RIMINI - Notizie cultura - mer 02 dic 2009
di Claudio Costantini

Soldi, droga, avidità, il movente

Un detective cerca di dipanare una complessa matassa di eventi e circostanze per capire un efferato delitto

Suona il campanello, quello dell’appartamento di Massimo Tafis, Max, investigatore privato, è la sua vicina di casa Maria Grudella, alta, magrissima con un bel volto dolce e nello stesso tempo anonimo. Ha bisogno del suo aiuto si sente minacciata. Grudella è stata sempre un enigma per il detective che presto gli sarà in parte svelato dalle parole della sua probabile cliente. Così inizia il romanzo di esordio di Aldo Sanese un giallo “Il Mistero della donna fuscello” editrice La Stamperia, per alcuni aspetti un noir con tutti gli ingredienti canonici del suo genere.
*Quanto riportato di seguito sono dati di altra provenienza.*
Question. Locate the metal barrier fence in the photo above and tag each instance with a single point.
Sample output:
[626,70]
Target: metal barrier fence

La Signora Maria è una piccola imprenditrice con una lunga e tormentata storia alle spalle, una presenza sempre viva durante tutto il racconto dove il suo amore e profonda umanità faranno da contraltare allo squallore, alla bassezza e alla crudeltà che possono albergare nell’animo di certi uomini. Un delitto sarà il motivo principale per cui il dottor Tafis vincerà la sua professionale titubanza e prenderà poi in mano le indagini. Gli avvenimenti si susseguono rapidi e si intrecciano fra loro sullo sfondo di una città i cui nomi di vie e di luoghi ci riportano subito ad una conosciuta immagine. Max con l’aiuto del Commissario Romano Gotti e della giovane segretaria Danila dipaneranno pian piano le trame scoprendo crudeltà efferate, cinismo, soldi, tanti soldi, droga, società di comodo e appalti. Un ambiente descritto con un linguaggio, alle volte crudo, che riesce a mettere a nudo le bassezze umane e ci fa nel contempo riflettere. Il romanzo ha una lettura piacevole e consequenziale come si addice al racconto poliziesco, lasciando, però, al lettore lo spazio per trarre conclusioni personali, anticipazioni e supposizioni. Un’atmosfera alle volte da “Il grande sonno” ma ridisegnata dall’autore per adattarla ad ambienti e comportamenti che tutti noi conosciamo. Aldo Sanese si è sempre interessato e ha lavorato nel turismo esportando in tutta Italia le idee ed i progetti nati a Rimini. Lasciato il lavoro tradizionale, non lo spirito che lo animava, ha scritto, ma non pubblicati, altri “gialli” e forse questo primo libro sarà l’inizio di una serie che con un suo proprio linguaggio parlerà di noi, della nostra città, della varia umanità dei buoni e dei cattivi.